L’universo al femminile è il luogo più intimo delle quotidianità di Carrington e si rispecchia nelle sue opere dove un gruppo di tre o quattro donne costituisce una presenza costante: appaiono spesso riunite in ambienti familiari o raccolti (all’interno di pareti domestiche o di giardini chiusi da siepi o pareti), per portare a compimento magiche trasformazioni che consentono di attraversare dimensioni e di attuare un processo metamorfico spesso assimilabile alle diverse fasi della grande opera alchemica – altro interesse dominante nel percorso conoscitivo dell’Artista.
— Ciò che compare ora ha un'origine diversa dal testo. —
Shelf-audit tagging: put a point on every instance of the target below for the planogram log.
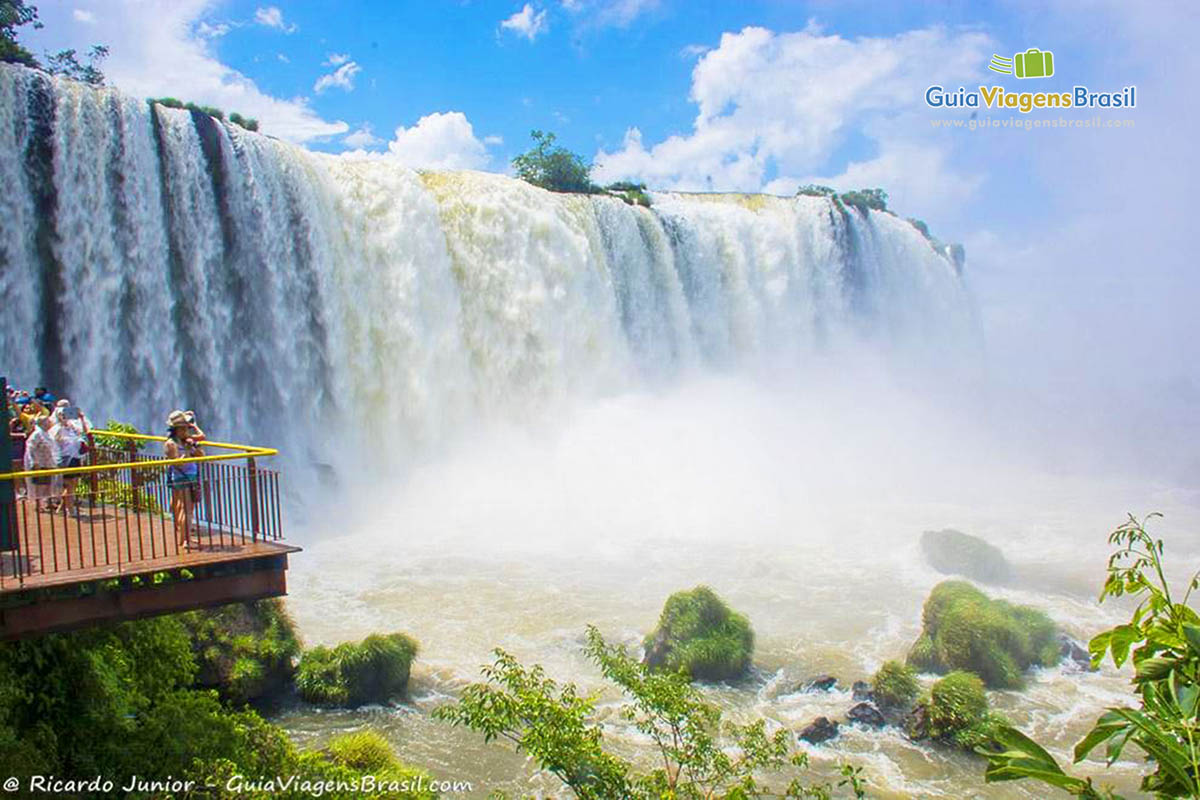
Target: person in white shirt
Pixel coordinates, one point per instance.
(70, 434)
(41, 452)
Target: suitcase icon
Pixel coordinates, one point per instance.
(1033, 64)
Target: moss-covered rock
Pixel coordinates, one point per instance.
(373, 671)
(246, 651)
(895, 685)
(952, 552)
(700, 635)
(957, 713)
(997, 641)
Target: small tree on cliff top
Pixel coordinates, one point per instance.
(551, 167)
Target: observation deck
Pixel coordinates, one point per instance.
(119, 557)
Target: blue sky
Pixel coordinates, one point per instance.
(1078, 242)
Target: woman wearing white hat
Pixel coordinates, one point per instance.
(183, 479)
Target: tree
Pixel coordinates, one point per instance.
(13, 14)
(1163, 642)
(551, 167)
(66, 64)
(553, 725)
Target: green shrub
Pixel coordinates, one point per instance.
(957, 703)
(553, 168)
(700, 635)
(244, 650)
(867, 198)
(246, 122)
(895, 685)
(964, 629)
(373, 671)
(117, 493)
(118, 443)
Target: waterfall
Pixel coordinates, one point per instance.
(154, 258)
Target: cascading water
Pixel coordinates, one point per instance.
(155, 258)
(357, 313)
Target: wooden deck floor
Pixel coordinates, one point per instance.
(106, 542)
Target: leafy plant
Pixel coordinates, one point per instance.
(867, 198)
(553, 167)
(700, 635)
(373, 671)
(553, 725)
(1163, 642)
(965, 629)
(67, 64)
(13, 14)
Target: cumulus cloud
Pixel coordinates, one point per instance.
(159, 50)
(526, 23)
(363, 137)
(439, 140)
(773, 108)
(340, 78)
(271, 17)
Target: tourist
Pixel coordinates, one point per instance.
(183, 479)
(70, 434)
(41, 452)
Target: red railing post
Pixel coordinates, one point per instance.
(93, 458)
(135, 476)
(252, 486)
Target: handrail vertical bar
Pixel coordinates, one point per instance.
(252, 486)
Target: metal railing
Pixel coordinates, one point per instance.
(121, 518)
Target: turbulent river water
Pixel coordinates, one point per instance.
(507, 414)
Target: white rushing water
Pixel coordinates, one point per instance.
(559, 409)
(155, 258)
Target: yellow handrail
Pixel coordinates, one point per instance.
(246, 451)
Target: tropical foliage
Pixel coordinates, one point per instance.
(1162, 639)
(555, 725)
(553, 167)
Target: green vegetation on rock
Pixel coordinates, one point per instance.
(952, 552)
(373, 671)
(894, 685)
(964, 629)
(1162, 641)
(215, 113)
(556, 726)
(553, 167)
(244, 650)
(699, 635)
(119, 701)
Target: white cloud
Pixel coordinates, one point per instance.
(213, 31)
(342, 78)
(605, 13)
(361, 138)
(157, 50)
(781, 104)
(527, 23)
(439, 140)
(273, 17)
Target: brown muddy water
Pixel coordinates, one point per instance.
(525, 540)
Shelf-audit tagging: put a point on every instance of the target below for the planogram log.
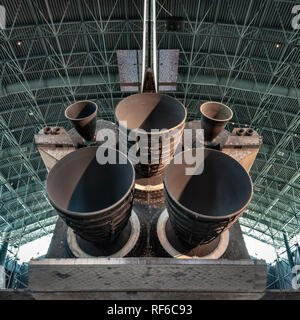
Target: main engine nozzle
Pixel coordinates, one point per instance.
(95, 200)
(83, 117)
(214, 117)
(144, 112)
(202, 206)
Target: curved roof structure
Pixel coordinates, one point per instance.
(244, 53)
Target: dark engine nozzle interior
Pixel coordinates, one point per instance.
(152, 111)
(83, 117)
(94, 200)
(202, 206)
(214, 117)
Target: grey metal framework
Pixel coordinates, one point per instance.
(244, 53)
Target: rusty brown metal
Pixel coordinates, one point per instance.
(149, 111)
(202, 206)
(214, 117)
(83, 117)
(94, 200)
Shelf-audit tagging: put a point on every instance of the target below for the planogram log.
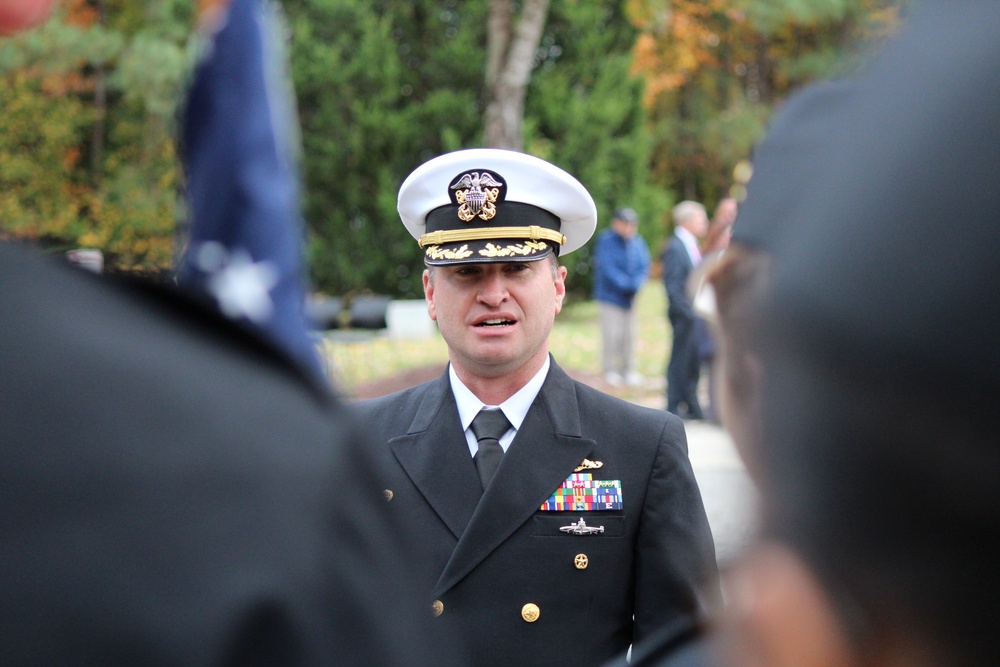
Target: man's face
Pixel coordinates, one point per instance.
(496, 318)
(697, 224)
(624, 228)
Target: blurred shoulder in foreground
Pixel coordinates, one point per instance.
(175, 492)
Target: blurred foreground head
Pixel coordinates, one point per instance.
(877, 445)
(17, 15)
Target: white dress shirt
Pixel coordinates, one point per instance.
(515, 408)
(690, 243)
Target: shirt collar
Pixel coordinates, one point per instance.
(514, 408)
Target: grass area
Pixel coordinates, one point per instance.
(575, 343)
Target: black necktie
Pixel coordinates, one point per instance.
(488, 426)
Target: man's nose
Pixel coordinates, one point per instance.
(493, 290)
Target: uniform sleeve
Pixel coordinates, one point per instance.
(677, 582)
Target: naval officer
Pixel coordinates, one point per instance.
(549, 522)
Giulia Ingarao accanto alla porta del bagno decorata da  Leonora Carrington, Saint-Martin d’Ardèche, 1939.

 


Biografia 

Giulia Ingarao insegna Storia dell’arte contemporanea all’Accademia di Belle Arti di Palermo. È specializzata in Storia dell’arte all’Universidad Nacional Autónoma de México. Il Surrealismo e gli studi di genere costituiscono i suoi principali interessi di ricerca. Dal 2015 è direttore artistico di Ruber.contemporanea e ha curato mostre di artisti emergenti e storicizzati. Ha pubblicato numerosi saggi e articoli, molti dei quali sulla diaspora surrealista in Messico, tra questi: La madre e il suo doppio: iconografia del femminile nell’immaginario surrealista (Mimesis, 2017); Leonora Carrington. From Europe to Mexico (IMMA, 2013); El taller creativo en México de los cuerenta: Leonora Carrington y la colonia surrealista (Meidenbauer, 2011). È autrice nel 2014 della prima monografia italiana su Leonora Carrington (Leonora Carrington un viaggio nel Novecento, Mimesis), pubblicata in seconda edizione nel 2022 in italiano e in inglese (Leonora Carrington. The Image of Dreams, Mimesis International).

Giulia Ingarao lectures in History of Modern and Contemporary Art at the Accademia di Belle Arti di Palermo. She completed her postgraduate studies in Art History at UNAM, Mexico. Her principal areas of research are Surrealism and Gender Studies. Since 2015 she has been Artistic Director of Palermo’s ruber.contemporanea and she has curated numerous exhibitions. She has published many essays and articles concerning the Surrealist diaspora in Mexico, including: ‘La madre e il suo doppio: Iconografia del femminile nell’immaginario surrealista’ (Mimesis, 2017); ‘Leonora Carrington.From Europe to Mexico’ (IMMA, 2013); ‘El taller creativo en México de los cuerenta: Leonora Carrington y la colonia surrealista’ (Meidenbauer, 2011). She is the author of the definitive Italian monograph on Leonora Carrington (Leonora Carrington un viaggio nel Novecento, Mimesis, 2014), of which the second edition was recently published in Italian and English (Leonora Carrington: The Image of Dreams, Mimesis International, 2022).